Arriba de la bola. 

The popular Cuban phrase loosely translates to “on the ball”, and it frequently describes a person at the top of his or her game. While broadly used, the expression occasionally seems tailor made for an individual. This year, it perfectly fits Jesús Alonso-Regalado, Subject Librarian for History, Latin American Studies, and Romance Languages.

On January 27, the American Library Association presented Alonso-Regalado with the I Love My Librarian Award. The recognition took place during the ALA Midwinter Meeting at the Pennsylvania Convention Center in Philadelphia. The prestigious award celebrates “…the accomplishments of exceptional public, school, college, community college, or university librarians.” Over 1,950 librarians from across the United States were nominated, yet only ten received the honor. 

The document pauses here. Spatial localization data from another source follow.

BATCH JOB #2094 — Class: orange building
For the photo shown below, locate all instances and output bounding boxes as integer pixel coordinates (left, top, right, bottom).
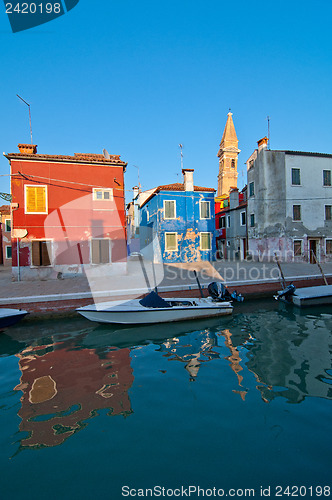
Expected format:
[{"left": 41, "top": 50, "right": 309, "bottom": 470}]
[{"left": 5, "top": 144, "right": 127, "bottom": 280}]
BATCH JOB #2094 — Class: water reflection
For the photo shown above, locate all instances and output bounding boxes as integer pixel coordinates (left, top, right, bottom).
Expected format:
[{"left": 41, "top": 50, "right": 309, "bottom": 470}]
[
  {"left": 13, "top": 336, "right": 134, "bottom": 450},
  {"left": 157, "top": 329, "right": 220, "bottom": 381},
  {"left": 1, "top": 304, "right": 332, "bottom": 454},
  {"left": 244, "top": 307, "right": 332, "bottom": 403}
]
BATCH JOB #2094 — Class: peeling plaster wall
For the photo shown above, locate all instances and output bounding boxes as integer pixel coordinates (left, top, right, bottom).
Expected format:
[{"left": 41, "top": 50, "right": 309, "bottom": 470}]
[
  {"left": 139, "top": 190, "right": 216, "bottom": 263},
  {"left": 247, "top": 149, "right": 332, "bottom": 261}
]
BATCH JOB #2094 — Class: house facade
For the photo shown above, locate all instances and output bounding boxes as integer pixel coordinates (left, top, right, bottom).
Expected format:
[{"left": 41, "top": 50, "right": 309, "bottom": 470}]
[
  {"left": 215, "top": 187, "right": 247, "bottom": 260},
  {"left": 5, "top": 144, "right": 127, "bottom": 280},
  {"left": 247, "top": 138, "right": 332, "bottom": 262},
  {"left": 0, "top": 204, "right": 12, "bottom": 266},
  {"left": 139, "top": 169, "right": 216, "bottom": 263}
]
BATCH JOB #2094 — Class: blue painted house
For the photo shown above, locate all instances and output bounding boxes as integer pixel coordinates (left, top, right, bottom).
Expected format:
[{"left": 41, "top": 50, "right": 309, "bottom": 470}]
[{"left": 139, "top": 169, "right": 216, "bottom": 263}]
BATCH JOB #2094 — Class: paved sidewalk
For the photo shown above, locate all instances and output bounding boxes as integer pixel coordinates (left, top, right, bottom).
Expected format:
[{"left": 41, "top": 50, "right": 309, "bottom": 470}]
[{"left": 0, "top": 260, "right": 331, "bottom": 302}]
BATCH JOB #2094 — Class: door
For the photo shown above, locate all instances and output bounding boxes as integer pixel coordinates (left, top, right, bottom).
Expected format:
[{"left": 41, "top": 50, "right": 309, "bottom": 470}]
[
  {"left": 241, "top": 238, "right": 247, "bottom": 260},
  {"left": 309, "top": 239, "right": 318, "bottom": 264}
]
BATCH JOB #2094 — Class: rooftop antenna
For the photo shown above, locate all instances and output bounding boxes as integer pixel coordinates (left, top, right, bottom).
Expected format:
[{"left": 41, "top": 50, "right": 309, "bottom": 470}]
[
  {"left": 267, "top": 115, "right": 270, "bottom": 149},
  {"left": 103, "top": 148, "right": 110, "bottom": 159},
  {"left": 17, "top": 94, "right": 33, "bottom": 144},
  {"left": 133, "top": 165, "right": 141, "bottom": 190},
  {"left": 179, "top": 144, "right": 183, "bottom": 170}
]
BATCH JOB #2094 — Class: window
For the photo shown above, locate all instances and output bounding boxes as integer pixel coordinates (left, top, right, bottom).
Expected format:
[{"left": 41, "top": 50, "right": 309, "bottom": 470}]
[
  {"left": 326, "top": 239, "right": 332, "bottom": 255},
  {"left": 5, "top": 246, "right": 12, "bottom": 259},
  {"left": 25, "top": 185, "right": 48, "bottom": 214},
  {"left": 200, "top": 200, "right": 210, "bottom": 219},
  {"left": 91, "top": 239, "right": 110, "bottom": 264},
  {"left": 218, "top": 216, "right": 226, "bottom": 229},
  {"left": 293, "top": 205, "right": 301, "bottom": 221},
  {"left": 200, "top": 232, "right": 211, "bottom": 250},
  {"left": 231, "top": 159, "right": 236, "bottom": 169},
  {"left": 31, "top": 241, "right": 52, "bottom": 266},
  {"left": 249, "top": 182, "right": 255, "bottom": 197},
  {"left": 293, "top": 240, "right": 302, "bottom": 257},
  {"left": 325, "top": 205, "right": 332, "bottom": 221},
  {"left": 227, "top": 215, "right": 231, "bottom": 228},
  {"left": 291, "top": 168, "right": 301, "bottom": 185},
  {"left": 164, "top": 200, "right": 176, "bottom": 219},
  {"left": 4, "top": 219, "right": 11, "bottom": 232},
  {"left": 227, "top": 240, "right": 231, "bottom": 247},
  {"left": 240, "top": 211, "right": 246, "bottom": 226},
  {"left": 93, "top": 188, "right": 113, "bottom": 201},
  {"left": 165, "top": 232, "right": 178, "bottom": 251},
  {"left": 250, "top": 214, "right": 255, "bottom": 227},
  {"left": 323, "top": 170, "right": 331, "bottom": 187}
]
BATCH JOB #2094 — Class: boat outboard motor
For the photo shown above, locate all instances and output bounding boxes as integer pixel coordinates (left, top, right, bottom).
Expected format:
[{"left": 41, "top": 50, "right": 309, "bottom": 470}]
[
  {"left": 230, "top": 290, "right": 244, "bottom": 303},
  {"left": 208, "top": 282, "right": 244, "bottom": 302},
  {"left": 275, "top": 283, "right": 296, "bottom": 301},
  {"left": 208, "top": 282, "right": 231, "bottom": 301}
]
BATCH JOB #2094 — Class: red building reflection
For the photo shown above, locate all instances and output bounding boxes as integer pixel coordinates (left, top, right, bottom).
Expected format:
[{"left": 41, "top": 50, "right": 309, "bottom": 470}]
[{"left": 14, "top": 342, "right": 134, "bottom": 449}]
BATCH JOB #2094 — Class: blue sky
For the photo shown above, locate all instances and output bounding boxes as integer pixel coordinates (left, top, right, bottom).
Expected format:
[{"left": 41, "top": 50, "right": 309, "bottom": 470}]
[{"left": 1, "top": 0, "right": 332, "bottom": 201}]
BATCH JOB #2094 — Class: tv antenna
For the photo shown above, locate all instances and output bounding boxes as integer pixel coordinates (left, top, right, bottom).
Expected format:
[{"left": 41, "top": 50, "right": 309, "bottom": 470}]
[
  {"left": 267, "top": 116, "right": 270, "bottom": 148},
  {"left": 133, "top": 165, "right": 141, "bottom": 190},
  {"left": 103, "top": 148, "right": 110, "bottom": 159},
  {"left": 17, "top": 94, "right": 33, "bottom": 144},
  {"left": 179, "top": 144, "right": 183, "bottom": 170}
]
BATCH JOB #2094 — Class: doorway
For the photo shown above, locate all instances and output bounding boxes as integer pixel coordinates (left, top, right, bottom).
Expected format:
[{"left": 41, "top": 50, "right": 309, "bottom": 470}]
[
  {"left": 309, "top": 239, "right": 319, "bottom": 263},
  {"left": 241, "top": 238, "right": 247, "bottom": 260}
]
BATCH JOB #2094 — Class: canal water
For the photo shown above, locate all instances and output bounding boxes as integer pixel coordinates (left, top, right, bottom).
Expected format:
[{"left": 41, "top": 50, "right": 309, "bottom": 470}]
[{"left": 0, "top": 301, "right": 331, "bottom": 499}]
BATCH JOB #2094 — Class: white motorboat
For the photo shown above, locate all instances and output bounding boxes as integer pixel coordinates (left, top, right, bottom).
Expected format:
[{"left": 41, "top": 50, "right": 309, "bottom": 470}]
[
  {"left": 0, "top": 308, "right": 29, "bottom": 329},
  {"left": 77, "top": 290, "right": 233, "bottom": 325}
]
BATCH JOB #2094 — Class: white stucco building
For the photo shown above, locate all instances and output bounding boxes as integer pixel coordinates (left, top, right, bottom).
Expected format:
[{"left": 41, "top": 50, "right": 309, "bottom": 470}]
[{"left": 247, "top": 138, "right": 332, "bottom": 262}]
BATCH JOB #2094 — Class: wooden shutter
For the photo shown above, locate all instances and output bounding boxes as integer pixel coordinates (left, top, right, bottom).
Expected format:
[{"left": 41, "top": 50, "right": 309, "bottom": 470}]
[
  {"left": 26, "top": 186, "right": 47, "bottom": 213},
  {"left": 91, "top": 239, "right": 110, "bottom": 264},
  {"left": 31, "top": 241, "right": 51, "bottom": 266},
  {"left": 100, "top": 240, "right": 110, "bottom": 263},
  {"left": 201, "top": 201, "right": 210, "bottom": 219},
  {"left": 201, "top": 233, "right": 210, "bottom": 250},
  {"left": 31, "top": 241, "right": 41, "bottom": 266},
  {"left": 91, "top": 239, "right": 100, "bottom": 264},
  {"left": 166, "top": 233, "right": 177, "bottom": 251},
  {"left": 41, "top": 241, "right": 51, "bottom": 266},
  {"left": 165, "top": 201, "right": 175, "bottom": 219}
]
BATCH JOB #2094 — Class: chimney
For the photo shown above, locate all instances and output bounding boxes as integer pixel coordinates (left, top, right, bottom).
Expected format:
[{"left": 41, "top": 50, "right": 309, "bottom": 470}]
[
  {"left": 229, "top": 188, "right": 239, "bottom": 209},
  {"left": 18, "top": 143, "right": 37, "bottom": 154},
  {"left": 182, "top": 168, "right": 194, "bottom": 191},
  {"left": 257, "top": 137, "right": 268, "bottom": 152}
]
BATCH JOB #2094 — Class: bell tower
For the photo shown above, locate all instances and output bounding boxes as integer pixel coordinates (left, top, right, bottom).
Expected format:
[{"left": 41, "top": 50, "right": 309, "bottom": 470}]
[{"left": 217, "top": 112, "right": 240, "bottom": 196}]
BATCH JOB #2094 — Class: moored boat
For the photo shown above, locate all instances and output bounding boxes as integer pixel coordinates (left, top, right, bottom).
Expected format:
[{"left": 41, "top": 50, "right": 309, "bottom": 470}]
[
  {"left": 275, "top": 284, "right": 332, "bottom": 307},
  {"left": 0, "top": 308, "right": 29, "bottom": 329},
  {"left": 77, "top": 290, "right": 233, "bottom": 325}
]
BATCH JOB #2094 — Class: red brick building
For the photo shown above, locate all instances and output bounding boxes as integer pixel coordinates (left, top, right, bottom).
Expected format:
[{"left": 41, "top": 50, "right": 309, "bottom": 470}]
[{"left": 5, "top": 144, "right": 127, "bottom": 280}]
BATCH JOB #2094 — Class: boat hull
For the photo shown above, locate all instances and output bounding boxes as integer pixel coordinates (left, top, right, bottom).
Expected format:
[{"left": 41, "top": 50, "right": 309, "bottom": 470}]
[
  {"left": 77, "top": 298, "right": 233, "bottom": 325},
  {"left": 0, "top": 309, "right": 29, "bottom": 329}
]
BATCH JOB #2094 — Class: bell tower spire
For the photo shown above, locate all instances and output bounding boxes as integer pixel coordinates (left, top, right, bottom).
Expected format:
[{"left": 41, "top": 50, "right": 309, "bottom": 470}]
[{"left": 217, "top": 112, "right": 240, "bottom": 196}]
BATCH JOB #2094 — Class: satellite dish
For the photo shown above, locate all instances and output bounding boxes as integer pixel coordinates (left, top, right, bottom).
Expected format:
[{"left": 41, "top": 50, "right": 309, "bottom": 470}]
[{"left": 103, "top": 149, "right": 110, "bottom": 159}]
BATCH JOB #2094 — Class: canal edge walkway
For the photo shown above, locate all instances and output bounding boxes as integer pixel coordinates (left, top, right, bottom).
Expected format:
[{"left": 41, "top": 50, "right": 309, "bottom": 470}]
[{"left": 0, "top": 261, "right": 331, "bottom": 315}]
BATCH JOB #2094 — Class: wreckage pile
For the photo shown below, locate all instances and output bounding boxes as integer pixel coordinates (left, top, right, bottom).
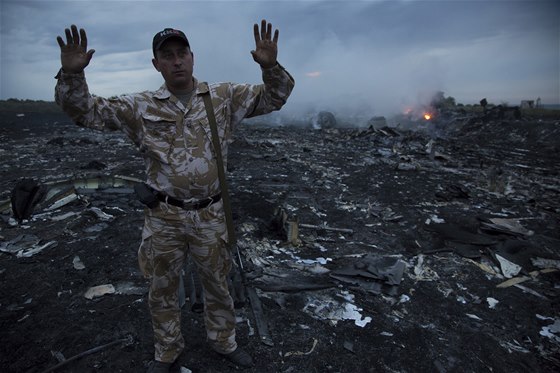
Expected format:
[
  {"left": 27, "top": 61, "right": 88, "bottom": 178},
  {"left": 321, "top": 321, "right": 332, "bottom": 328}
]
[{"left": 0, "top": 107, "right": 559, "bottom": 372}]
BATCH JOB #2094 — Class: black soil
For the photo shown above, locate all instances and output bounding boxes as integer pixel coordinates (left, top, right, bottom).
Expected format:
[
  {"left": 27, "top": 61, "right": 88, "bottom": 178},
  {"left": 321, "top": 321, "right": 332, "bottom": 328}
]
[{"left": 1, "top": 110, "right": 559, "bottom": 373}]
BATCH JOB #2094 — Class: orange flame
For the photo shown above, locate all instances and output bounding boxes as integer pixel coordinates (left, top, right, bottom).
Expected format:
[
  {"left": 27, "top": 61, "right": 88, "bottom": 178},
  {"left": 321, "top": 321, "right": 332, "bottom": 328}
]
[{"left": 424, "top": 113, "right": 432, "bottom": 120}]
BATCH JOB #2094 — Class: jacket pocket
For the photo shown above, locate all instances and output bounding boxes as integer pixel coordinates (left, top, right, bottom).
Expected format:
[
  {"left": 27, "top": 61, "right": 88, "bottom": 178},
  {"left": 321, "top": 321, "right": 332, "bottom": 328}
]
[{"left": 140, "top": 112, "right": 177, "bottom": 164}]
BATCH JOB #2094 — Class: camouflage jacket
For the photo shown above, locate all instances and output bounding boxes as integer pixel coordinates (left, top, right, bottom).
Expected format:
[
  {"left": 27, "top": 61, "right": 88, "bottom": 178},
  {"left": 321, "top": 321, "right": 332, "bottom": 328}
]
[{"left": 55, "top": 64, "right": 294, "bottom": 208}]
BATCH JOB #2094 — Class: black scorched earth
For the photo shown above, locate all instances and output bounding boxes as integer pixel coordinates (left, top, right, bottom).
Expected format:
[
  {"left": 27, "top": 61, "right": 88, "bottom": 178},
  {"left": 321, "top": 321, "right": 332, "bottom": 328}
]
[{"left": 0, "top": 108, "right": 559, "bottom": 373}]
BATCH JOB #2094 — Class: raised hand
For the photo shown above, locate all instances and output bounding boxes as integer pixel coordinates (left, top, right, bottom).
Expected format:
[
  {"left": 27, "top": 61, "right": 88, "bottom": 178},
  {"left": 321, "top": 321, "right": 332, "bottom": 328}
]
[
  {"left": 250, "top": 19, "right": 278, "bottom": 69},
  {"left": 56, "top": 25, "right": 95, "bottom": 74}
]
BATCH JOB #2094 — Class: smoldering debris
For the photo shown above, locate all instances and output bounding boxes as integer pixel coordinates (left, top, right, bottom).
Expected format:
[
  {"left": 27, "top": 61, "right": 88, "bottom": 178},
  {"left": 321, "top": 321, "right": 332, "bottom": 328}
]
[{"left": 1, "top": 108, "right": 559, "bottom": 372}]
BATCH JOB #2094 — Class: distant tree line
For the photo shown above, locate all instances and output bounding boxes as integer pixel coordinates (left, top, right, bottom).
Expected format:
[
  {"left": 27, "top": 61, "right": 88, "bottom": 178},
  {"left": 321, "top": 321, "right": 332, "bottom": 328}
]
[{"left": 0, "top": 99, "right": 62, "bottom": 113}]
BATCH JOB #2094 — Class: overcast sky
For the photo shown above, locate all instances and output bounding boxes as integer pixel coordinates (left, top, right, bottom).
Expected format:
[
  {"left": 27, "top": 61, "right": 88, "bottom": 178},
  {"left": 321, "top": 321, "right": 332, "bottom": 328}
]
[{"left": 1, "top": 0, "right": 558, "bottom": 117}]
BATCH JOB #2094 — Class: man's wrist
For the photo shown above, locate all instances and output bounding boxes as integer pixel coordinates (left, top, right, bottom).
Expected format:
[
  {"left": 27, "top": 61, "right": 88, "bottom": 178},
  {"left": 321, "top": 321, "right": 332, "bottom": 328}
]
[
  {"left": 55, "top": 67, "right": 84, "bottom": 79},
  {"left": 62, "top": 67, "right": 84, "bottom": 74},
  {"left": 260, "top": 61, "right": 278, "bottom": 70}
]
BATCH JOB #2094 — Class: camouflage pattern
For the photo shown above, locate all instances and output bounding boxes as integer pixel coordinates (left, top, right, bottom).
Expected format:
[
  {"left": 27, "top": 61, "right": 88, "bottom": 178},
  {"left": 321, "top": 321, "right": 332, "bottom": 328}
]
[
  {"left": 55, "top": 64, "right": 294, "bottom": 215},
  {"left": 138, "top": 200, "right": 235, "bottom": 361},
  {"left": 55, "top": 64, "right": 294, "bottom": 362}
]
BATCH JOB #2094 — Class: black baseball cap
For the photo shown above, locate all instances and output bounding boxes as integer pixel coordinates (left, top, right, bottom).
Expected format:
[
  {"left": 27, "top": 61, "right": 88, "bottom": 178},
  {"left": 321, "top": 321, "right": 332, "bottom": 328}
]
[{"left": 152, "top": 28, "right": 190, "bottom": 56}]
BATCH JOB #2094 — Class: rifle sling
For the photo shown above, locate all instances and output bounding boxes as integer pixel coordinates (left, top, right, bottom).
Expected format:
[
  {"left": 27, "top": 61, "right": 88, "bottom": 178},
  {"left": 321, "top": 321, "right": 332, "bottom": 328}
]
[{"left": 201, "top": 88, "right": 237, "bottom": 246}]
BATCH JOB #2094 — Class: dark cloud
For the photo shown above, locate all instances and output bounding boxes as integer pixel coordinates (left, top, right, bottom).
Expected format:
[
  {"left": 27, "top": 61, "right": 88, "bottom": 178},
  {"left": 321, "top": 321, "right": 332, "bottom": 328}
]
[{"left": 1, "top": 0, "right": 558, "bottom": 114}]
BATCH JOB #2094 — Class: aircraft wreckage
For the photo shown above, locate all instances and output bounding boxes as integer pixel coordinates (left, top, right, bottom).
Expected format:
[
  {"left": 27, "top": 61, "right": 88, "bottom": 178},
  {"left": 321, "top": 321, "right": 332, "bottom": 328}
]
[{"left": 1, "top": 108, "right": 559, "bottom": 372}]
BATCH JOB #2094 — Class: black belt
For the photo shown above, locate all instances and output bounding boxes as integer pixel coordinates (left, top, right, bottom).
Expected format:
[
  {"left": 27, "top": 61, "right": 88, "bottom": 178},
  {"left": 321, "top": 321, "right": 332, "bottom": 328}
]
[{"left": 156, "top": 192, "right": 221, "bottom": 210}]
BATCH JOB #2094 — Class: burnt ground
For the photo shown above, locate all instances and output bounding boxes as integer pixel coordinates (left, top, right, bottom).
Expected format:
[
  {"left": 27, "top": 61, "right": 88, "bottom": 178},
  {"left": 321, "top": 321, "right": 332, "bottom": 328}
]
[{"left": 0, "top": 110, "right": 559, "bottom": 373}]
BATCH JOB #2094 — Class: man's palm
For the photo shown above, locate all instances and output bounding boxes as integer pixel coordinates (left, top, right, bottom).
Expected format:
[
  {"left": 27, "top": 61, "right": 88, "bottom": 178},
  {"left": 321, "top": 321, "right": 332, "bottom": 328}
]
[
  {"left": 251, "top": 20, "right": 278, "bottom": 69},
  {"left": 57, "top": 25, "right": 95, "bottom": 74}
]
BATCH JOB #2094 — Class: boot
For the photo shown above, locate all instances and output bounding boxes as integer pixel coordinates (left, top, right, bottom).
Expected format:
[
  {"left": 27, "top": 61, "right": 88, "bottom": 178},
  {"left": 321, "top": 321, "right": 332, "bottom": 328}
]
[
  {"left": 220, "top": 347, "right": 254, "bottom": 368},
  {"left": 146, "top": 359, "right": 181, "bottom": 373}
]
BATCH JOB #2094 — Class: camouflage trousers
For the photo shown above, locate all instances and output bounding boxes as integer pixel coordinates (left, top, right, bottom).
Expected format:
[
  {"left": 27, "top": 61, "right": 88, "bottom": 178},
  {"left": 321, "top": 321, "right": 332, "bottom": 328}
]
[{"left": 138, "top": 200, "right": 237, "bottom": 363}]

“Jesús goes above and beyond in his support of faculty in every way: Knowing that we can count on Jesús for this kind of support and personalized attention is invaluable and helps support the university’s teaching mission immeasurably,” says Dr. Richard Fogarty, Associate Professor of History and Associate Dean for General Education. “He is proactive about discovering what materials instructors are using in their courses, and making sure they are available well in time for the relevant semester. He has launched an initiative to make texts available at the lowest possible cost to students, particularly important at an institution where more than half of the students are eligible for Pell Grants. He is the most responsive and available librarian I have ever worked with.” 

Watch Jesús' Speech

In his address to the gathering at ALA Midwinter, Alonso-Regalado spoke to the value of libraries in their communities. “But, how can you build significant connections with users?” he asked. “By showing them empathy and providing them an inclusive space, so that they feel part of our libraries. If they love us, it is because we as librarians are committed to building long lasting connections with our communities.”

He also highlighted the importance of building diverse collections. “I have been fortunate to develop a career as a subject librarian in the United States,” he said. “I believe in the value of subject knowledge and language expertise in libraries. We cannot forget the importance of building unique, strong collections which embrace multiple voices and different perspectives. To achieve this, we must continue developing collections that include materials published in other countries and in other languages.”

The University Libraries are proud to count Alonso-Regalado among our librarians, and we are thrilled that he has been recognized for this highly-prestigious American Library Association Award.